Yani bizim zekamız oluşmadan önce zeka vardı ve ortadan kayboldu. Bu tanrı değil. Teistler oluşan ve kaybolan bir şeye tanrı demeye yanaşmazlar. Halbuki teknoloji çok geliştiğinde tanrı gibi etkili, yaratıcı olabilir. Ama sonu gelmek zorunda. Sonra tekrar oluşur. Döngü böyle sürüp gider.
Temel anlaşmazlık bu. Sonsuzdan beri kendiliğinden zaten ve hep zeki bir varlık olamayacak iddiası ve sonsuz olmayan, tekrar tekrar oluşan zeka olabilecek ve zaten de olan gerçek bilgi. Bu teistlerinki gibi olamayacak bir iddia değil göz önünde olan gerçek.
-
Tanrı varsayalım ki olsun. Bu tanrı hiç kendisi gibi sonsuz olacak zekalara izin verir, onları cennetinde sonsuza kadar besler mi? Yapmaz. Çünkü sonsuz zekalar birer tanrı olurlar. Tanrı böyle bir riske girmezdi.
Ayrıca sonsuzun başlangıcı olması akla aykırıdır. Sonradan yaratılma bir şey sonsuza kadar gidemez. Sonsuzun sonu olmadığı gibi başlangıcı da olamaz.
Yani tanrı da din de olamayacak varsayımlar. Sonsuz olan varlıktır fakat zeki değildir, zeka evrimle oluşur. Varlığın başlangıcı sonu yoktur, zekanın ise başlangıcı da vardır sonu da.
-
@DemoKratos, içinde söyledi: Fichte Varlık Görüşü
Yani bizim zekamız oluşmadan önce zeka vardı ve ortadan kayboldu. Bu tanrı değil. Teistler oluşan ve kaybolan bir şeye tanrı demeye yanaşmazlar. Halbuki teknoloji çok geliştiğinde tanrı gibi etkili, yaratıcı olabilir. Ama sonu gelmek zorunda. Sonra tekrar oluşur. Döngü böyle sürüp gider.

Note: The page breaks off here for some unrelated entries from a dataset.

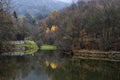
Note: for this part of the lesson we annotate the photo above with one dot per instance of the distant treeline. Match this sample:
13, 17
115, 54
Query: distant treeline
93, 25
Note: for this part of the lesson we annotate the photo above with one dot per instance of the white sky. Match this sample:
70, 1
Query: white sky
68, 1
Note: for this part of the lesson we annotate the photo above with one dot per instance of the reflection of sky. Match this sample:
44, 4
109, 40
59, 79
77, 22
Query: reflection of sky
33, 76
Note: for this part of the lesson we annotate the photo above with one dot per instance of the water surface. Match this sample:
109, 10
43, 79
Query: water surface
53, 66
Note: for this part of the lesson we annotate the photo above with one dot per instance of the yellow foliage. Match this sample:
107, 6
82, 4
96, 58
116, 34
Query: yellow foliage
54, 28
53, 65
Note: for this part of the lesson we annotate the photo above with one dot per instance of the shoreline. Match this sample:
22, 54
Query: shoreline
101, 55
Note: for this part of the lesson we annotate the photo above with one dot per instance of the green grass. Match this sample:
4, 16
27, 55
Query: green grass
28, 44
48, 47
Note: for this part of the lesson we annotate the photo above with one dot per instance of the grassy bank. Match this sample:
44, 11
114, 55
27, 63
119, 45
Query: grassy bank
48, 47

Bu görüş geleceğin revaç kazanacak görüşü. Şimdiden geleceğe ışık tutuyorum. Günümüz sığ insanlık kültürü bunu kavrayamıyor. Ama geleceğin parlak zekaları ve dogmadan özgürleşmiş zihinleri bunu kavrayacak.
Tıpkı deizmin şafağı söktüğünde din yobazlığı karanlıklarını aydınlattığı gibi ateizmin şafağı sökecek ve karanlık bir kez daha dağılacak.
Deizmin sloganı "tanrı bir saat gibi evreni kurdu ve çalışmaya bıraktı, çalışmasına karışmıyor" şeklindeydi. Bu görüş inanılmaz revaç buldu ve yayıldı. Laisizmi, bilimin özgürleşmesini ve dinin sosyal hayattan kovulmasını sağladı.
Fakat bugün tanrıyı sadece başlangıca mahkum etmenin yeterli olmadığı anlaşıldı. Tanrı hapisten kaçtı! Ateizm görüldüğü yerde infazına hükmetti. Tanrı yok edilecektir. Tanrıya gelecekte yer yoktur.